No porta-retratos a imagem era de uma mulher madura

Meio corpo para fora da piscina, sorridente, feliz

Exalava energia e saúde

Contrastando com aquela senhora que estava numa cama hospitalar

Pálida, envelhecida, enfraquecida, doente

Sondas e apetrechos médicos variados ligados a seu corpo

Cochilava, boca aberta, muito magrinha

Fiz um carinho em seus cabelos, em seu rosto, dei-lhe um beijo

Ela abriu os olhos e me encarou

Desejei um Ano Novo de alegrias, saúde e paz

Entreguei umas lembrancinhas, li um cartão

Sorriu para mim com os olhos em agradecimento

Tornou a fechá-los…

A vida se esvaía ali naquele lar de idosos

Que passava em sua mente?

Arrependimentos, decepções, mágoas,

Ou alegrias, amores vividos, saudades?

Visitava mentalmente lugares queridos?

A foto era como queriam se lembrar dela

Alegre, jovial, saudável…

Mas o choque era grande para quem não a conheceu antes!

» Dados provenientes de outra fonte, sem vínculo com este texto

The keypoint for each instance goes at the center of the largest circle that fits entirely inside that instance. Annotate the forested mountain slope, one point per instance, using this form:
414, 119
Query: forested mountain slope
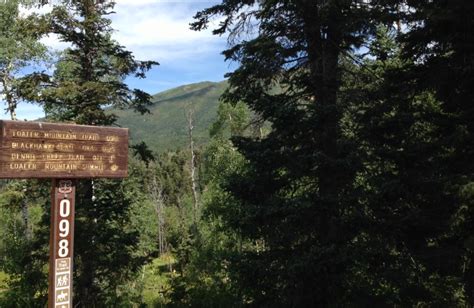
166, 126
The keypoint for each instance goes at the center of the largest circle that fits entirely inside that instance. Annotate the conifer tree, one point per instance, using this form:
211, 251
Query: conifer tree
295, 196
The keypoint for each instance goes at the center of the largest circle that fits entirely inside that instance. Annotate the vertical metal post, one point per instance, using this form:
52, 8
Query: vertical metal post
61, 244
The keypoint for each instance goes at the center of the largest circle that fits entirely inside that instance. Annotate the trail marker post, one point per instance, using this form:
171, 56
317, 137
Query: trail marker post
63, 153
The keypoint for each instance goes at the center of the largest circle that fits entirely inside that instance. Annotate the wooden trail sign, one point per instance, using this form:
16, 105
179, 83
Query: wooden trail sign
47, 150
63, 152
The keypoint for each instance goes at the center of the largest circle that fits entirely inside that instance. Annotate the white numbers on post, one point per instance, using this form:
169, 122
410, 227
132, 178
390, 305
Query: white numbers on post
64, 227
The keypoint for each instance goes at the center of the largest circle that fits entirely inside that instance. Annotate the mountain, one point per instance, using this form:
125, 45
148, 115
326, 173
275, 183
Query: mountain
166, 127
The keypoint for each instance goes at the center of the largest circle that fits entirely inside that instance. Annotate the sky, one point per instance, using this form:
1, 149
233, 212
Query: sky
158, 30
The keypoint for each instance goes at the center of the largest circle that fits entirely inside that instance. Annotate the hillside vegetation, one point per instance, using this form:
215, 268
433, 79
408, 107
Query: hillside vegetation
166, 128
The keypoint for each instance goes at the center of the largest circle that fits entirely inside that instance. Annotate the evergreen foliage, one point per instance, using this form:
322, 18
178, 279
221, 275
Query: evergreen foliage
338, 172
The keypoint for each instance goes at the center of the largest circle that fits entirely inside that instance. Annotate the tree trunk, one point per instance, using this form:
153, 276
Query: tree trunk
189, 116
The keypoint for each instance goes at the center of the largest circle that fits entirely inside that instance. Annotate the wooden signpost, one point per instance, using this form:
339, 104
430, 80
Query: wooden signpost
62, 152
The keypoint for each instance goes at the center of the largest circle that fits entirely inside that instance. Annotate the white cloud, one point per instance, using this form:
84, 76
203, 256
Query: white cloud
155, 29
160, 31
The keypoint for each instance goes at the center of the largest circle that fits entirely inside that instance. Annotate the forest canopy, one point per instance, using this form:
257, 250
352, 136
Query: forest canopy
338, 170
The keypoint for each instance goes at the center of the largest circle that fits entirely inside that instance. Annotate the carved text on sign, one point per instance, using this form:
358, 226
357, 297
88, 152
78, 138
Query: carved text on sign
34, 149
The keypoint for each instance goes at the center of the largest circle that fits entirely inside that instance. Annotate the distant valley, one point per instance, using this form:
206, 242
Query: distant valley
166, 127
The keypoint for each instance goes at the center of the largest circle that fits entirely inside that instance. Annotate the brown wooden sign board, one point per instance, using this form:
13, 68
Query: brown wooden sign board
62, 152
49, 150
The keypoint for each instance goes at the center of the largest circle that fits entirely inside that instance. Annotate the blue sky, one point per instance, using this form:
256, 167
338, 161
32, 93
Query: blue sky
159, 30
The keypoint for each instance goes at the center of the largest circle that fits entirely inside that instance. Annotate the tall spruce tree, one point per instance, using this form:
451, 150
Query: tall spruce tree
295, 198
439, 43
19, 48
89, 77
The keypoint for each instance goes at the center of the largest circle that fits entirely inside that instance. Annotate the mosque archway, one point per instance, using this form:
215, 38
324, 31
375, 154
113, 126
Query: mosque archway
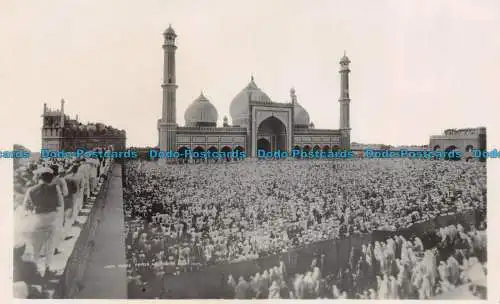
449, 153
238, 153
263, 144
296, 151
274, 131
213, 150
197, 154
183, 158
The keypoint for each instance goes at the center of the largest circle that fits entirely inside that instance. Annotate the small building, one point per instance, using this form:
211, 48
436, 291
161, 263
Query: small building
462, 140
60, 132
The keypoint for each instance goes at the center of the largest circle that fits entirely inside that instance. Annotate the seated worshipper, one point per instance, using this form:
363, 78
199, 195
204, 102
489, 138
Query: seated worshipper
45, 202
26, 271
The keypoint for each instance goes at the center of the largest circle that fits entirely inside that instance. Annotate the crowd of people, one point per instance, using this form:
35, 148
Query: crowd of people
48, 195
186, 217
390, 270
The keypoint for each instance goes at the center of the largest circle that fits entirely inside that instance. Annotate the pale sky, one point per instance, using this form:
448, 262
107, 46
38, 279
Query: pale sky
418, 67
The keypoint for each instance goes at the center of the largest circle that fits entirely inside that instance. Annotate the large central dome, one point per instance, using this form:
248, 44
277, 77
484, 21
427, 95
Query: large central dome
240, 105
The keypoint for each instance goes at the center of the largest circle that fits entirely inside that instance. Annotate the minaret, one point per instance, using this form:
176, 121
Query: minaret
344, 100
167, 124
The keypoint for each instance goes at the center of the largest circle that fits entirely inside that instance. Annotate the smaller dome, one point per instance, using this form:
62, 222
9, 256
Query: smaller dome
201, 112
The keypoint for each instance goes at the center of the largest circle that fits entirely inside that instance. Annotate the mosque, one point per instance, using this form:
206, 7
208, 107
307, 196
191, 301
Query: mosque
258, 122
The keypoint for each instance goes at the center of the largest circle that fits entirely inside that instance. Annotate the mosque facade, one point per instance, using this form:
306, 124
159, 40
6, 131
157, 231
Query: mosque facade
258, 122
463, 140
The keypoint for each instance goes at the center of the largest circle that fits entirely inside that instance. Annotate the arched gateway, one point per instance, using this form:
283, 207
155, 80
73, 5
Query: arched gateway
271, 135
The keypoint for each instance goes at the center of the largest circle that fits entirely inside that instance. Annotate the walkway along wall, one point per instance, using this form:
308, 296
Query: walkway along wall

Associar as duas imagens era desconcertante

A sensação que fica é de que a vida é fluida

E quase sempre termina de um modo bem triste…

Precisamos valorizar a saúde que temos

A vida que há em cada um de nós,

Antes do fim…

Alda M S Santos

E a vida segue…

E A VIDA SEGUE…

Dia: sol, luz, insegurança, amor, coragem, expectativas,

Vida que segue…na leveza ou peso do que somos

Noite: escuridão, medos, perseguições, ameaças, desconfianças, acusações…

Morte que tudo interrompe…na leveza ou peso do que carregamos

Sonhos e pesadelos…

Tudo cinzento e cruel!

Alegrias que fortalecem

No brilho do amor e amizade

Lágrimas que lavam a alma

Força que renasce da coragem e fé

E a vida segue…

Na linha tênue que a separa da morte!

Alda M S Santos

Se eu faltar pra você…

SE EU FALTAR PRA VOCÊ…

Se eu faltar pra você, quanto tempo sofrerá por mim?

Ficará revoltado, achando que a vida foi injusta, que merecia mais?

Será daqueles que mergulham em histórias e mais histórias pra esquecer minha partida?

Escreverá um livro contando nossa história para relembrar, não me apagar da sua mente?

Sentirá falta do quanto te amei, de minha companhia diária, do quanto nos fizemos bem?

Ou será do tipo que procuraria exatamente por quem disse que nunca faria, por pura rebeldia?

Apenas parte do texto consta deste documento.